When I was about 8 months old, my mom innocently gave me a lick off her spoon of vanilla soft-serve. That was my first taste of ice cream. My then-blue eyes widened, my dimples poked through very chubby cheeks, and my little tongue, reportedly, flapped furiously for more—that was my way of communicating that “Hey, I like that. Can I have some more, Mommy?” With that lick of swirled, most likely artificially flavored confection, my mom had created the monster that I am today: a fine ice cream seeker, maker, junkie.

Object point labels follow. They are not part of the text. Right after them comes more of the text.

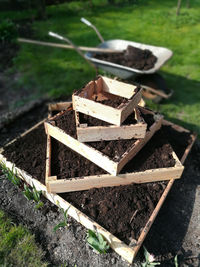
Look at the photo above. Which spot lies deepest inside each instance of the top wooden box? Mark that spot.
(89, 100)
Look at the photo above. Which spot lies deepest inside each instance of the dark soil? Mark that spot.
(22, 123)
(113, 149)
(156, 233)
(122, 202)
(111, 100)
(131, 57)
(91, 121)
(177, 139)
(29, 153)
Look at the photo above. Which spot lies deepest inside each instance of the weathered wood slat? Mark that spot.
(96, 156)
(104, 112)
(126, 252)
(87, 133)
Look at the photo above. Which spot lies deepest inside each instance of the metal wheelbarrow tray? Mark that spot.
(163, 54)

I’m not sure why so many pastry people seem to love—and I mean love ice cream. While I get lots of pleasure out of making my own ice cream, the process isn’t as beautifully tangible as working a dough is. Pastry works my mind, pastry is my crutch when I’m feeling off but, more often than not, what I crave is ice cream. I’d take a good scoop over cake, and if only allowed to eat one sweet for the rest of my life, I might even choose ice cream over my beloved pie. I crush on ice cream so hard, that I’ll eat it in abundance deep into a second “polar vortex.” In fact, while I may go out for ice cream more often in the summer, I make more of it in the winter when berries and stone fruit, which sometimes take on an unpleasant texture in frozen desserts, are off my radar. Ice on ice. There’s just as much warmness to ice cream as there is coldness: Sometimes you patiently infuse warm milk and cream with fragrant flavors and a burst of steam kisses your face when you open the pot’s lid. You dip a spoon into it and taste to see if it’s on point. You reheat and pour this steamy mixture, carefully and slowly, into egg yolks while whisking like mad. Then you pour all of this back into the pot, and you stand, whisking still, over this gradually thickening, hot pot of custard. Dribbles of custard inevitably trail down the side of the pot or the bowl to which you’re transferring this liquid gold and you wipe them up with your finger and lick off the warm mixture—that tiny drop contains so much flavor. No, ice cream isn’t just cold.

I love how chocolate swirls find their way to the corners of your mouth, how the lips become coated by an opalescent milky film, how a dot of cream adorns the tip of your nose if you’re licking off a double-scoop cone. I love how something can at once be childlike and sophisticated, no matter what herbs or alcohols your ice cream is infused with.